Compare the great outdoors to a factory. In a factory, all widgets look the same – exactly the same. Working in the great outdoors allows you to practically taste every day of every season – spring, summer, autumn and winter. Every day feels different and wild. The landscape is changing constantly, as is the sky and the workload. Every cow is different from the other and each cow could be different one day compared to the day before.


If you like big, loud equipment, a farm is just the place for you. The variety is so vast, it is hard to fathom. I spent 20 years working on farms and still drive by equipment dealers and see equipment I have no idea how to use. Our nation’s famous “Yankee Ingenuity,” still shows up on farms. Look over the listings of used farm equipment at Fastline to get a hint of what is out there. For big engine geeks, a farm is just the place to be.
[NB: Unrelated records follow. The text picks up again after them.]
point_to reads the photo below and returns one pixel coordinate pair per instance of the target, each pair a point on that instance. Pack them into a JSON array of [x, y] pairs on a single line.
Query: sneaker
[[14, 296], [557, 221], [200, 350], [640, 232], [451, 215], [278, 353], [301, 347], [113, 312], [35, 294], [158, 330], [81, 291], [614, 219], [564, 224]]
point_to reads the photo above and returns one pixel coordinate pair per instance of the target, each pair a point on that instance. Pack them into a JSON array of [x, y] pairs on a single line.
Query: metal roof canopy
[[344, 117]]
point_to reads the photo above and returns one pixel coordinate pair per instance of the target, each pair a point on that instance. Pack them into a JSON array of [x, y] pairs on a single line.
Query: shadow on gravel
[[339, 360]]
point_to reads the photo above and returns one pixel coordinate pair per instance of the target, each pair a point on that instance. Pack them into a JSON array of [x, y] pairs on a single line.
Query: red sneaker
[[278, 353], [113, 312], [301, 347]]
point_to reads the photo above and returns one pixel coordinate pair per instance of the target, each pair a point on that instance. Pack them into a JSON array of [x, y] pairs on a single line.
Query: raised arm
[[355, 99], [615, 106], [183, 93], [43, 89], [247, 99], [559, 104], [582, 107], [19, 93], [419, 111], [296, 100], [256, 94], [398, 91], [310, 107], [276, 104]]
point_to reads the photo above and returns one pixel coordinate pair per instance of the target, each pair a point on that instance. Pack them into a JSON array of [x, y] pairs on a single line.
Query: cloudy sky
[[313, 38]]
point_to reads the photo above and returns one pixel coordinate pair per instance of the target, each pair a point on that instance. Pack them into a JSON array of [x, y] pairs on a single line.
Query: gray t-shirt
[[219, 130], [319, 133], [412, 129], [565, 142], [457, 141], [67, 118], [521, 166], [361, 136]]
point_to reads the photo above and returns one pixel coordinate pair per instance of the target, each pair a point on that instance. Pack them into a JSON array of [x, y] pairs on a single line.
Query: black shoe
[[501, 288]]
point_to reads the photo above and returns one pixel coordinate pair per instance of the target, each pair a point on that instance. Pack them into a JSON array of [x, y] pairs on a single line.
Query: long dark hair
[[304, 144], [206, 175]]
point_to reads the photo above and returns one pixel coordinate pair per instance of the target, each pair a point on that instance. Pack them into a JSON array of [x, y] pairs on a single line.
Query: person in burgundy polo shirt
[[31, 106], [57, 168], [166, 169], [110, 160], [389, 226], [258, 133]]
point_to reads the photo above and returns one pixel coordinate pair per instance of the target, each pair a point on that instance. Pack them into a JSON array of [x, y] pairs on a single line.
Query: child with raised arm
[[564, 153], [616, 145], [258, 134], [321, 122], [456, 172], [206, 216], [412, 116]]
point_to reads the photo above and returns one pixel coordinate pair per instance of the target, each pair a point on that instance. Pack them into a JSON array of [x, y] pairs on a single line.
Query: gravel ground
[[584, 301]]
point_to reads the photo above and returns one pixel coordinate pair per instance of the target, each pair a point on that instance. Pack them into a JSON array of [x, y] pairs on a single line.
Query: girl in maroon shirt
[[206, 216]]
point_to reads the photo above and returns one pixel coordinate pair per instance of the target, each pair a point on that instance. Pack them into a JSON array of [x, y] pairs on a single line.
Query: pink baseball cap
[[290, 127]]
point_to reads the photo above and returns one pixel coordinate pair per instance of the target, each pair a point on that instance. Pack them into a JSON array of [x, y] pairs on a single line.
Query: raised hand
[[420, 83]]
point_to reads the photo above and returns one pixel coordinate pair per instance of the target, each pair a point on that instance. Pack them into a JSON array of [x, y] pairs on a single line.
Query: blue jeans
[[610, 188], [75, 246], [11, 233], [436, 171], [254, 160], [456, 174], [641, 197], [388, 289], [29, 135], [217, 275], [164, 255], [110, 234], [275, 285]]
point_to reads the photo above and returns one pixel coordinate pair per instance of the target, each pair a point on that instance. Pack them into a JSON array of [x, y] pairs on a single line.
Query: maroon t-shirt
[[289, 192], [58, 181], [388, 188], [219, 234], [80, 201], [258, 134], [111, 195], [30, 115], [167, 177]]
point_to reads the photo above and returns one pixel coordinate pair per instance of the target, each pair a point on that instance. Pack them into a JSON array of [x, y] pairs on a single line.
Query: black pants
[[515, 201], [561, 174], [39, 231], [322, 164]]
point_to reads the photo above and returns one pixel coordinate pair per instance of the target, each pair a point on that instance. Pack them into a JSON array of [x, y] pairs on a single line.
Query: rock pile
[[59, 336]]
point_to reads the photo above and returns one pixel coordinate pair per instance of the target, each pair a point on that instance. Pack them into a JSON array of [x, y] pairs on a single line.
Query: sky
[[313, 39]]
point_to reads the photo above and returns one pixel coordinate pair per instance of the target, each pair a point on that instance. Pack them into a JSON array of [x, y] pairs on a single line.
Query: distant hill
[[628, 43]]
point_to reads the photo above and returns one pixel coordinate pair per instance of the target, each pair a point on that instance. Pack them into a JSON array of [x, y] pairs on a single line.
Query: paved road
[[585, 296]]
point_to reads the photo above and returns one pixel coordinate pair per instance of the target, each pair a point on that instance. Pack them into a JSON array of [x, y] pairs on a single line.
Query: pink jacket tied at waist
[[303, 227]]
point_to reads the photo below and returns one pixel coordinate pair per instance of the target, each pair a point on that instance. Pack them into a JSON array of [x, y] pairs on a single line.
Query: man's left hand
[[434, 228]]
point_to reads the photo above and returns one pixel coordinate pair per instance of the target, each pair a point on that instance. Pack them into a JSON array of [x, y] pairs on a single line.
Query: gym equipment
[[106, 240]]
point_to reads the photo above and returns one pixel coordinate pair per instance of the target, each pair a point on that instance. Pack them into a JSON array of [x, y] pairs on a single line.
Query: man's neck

When the milk truck comes, there goes two days worth of milk down the road, off to the processing plant and on the way to becoming – in our case – cottage cheese in another state. That meant closure. You had done two days worth of work and you had done it well. That was your product on the way to filling bellies in some far-off land.

Field work

Technically, farming requires three basic types of knowledge: Botany (plants), biology (animals) and mechanics (working on equipment). I would quickly add economics as a necessary fourth skill if you happen to own the business.

Field work meant running plows, harrows, a mower, a bailer, a corn chopper, wagons, a combine, and a variety of other drag-behind field equipment. It meant long hours on a tractor and accurate calculations for seed, fertilizer and herbicides if needed – items that can be very expensive if you get it wrong.


In the East, a farm is still a family farm. With hills too numerous to give way to massive farms, like they have in the West and Midwest, farms remain comparatively small, family-run operations. That meant working with a team you could count on – a family – and spending every day working alongside the people you loved or admired the most. It meant sitting down to meals together – and not just dinner, but breakfast, lunch and dinner. Not a lot of businesses can make that claim anymore.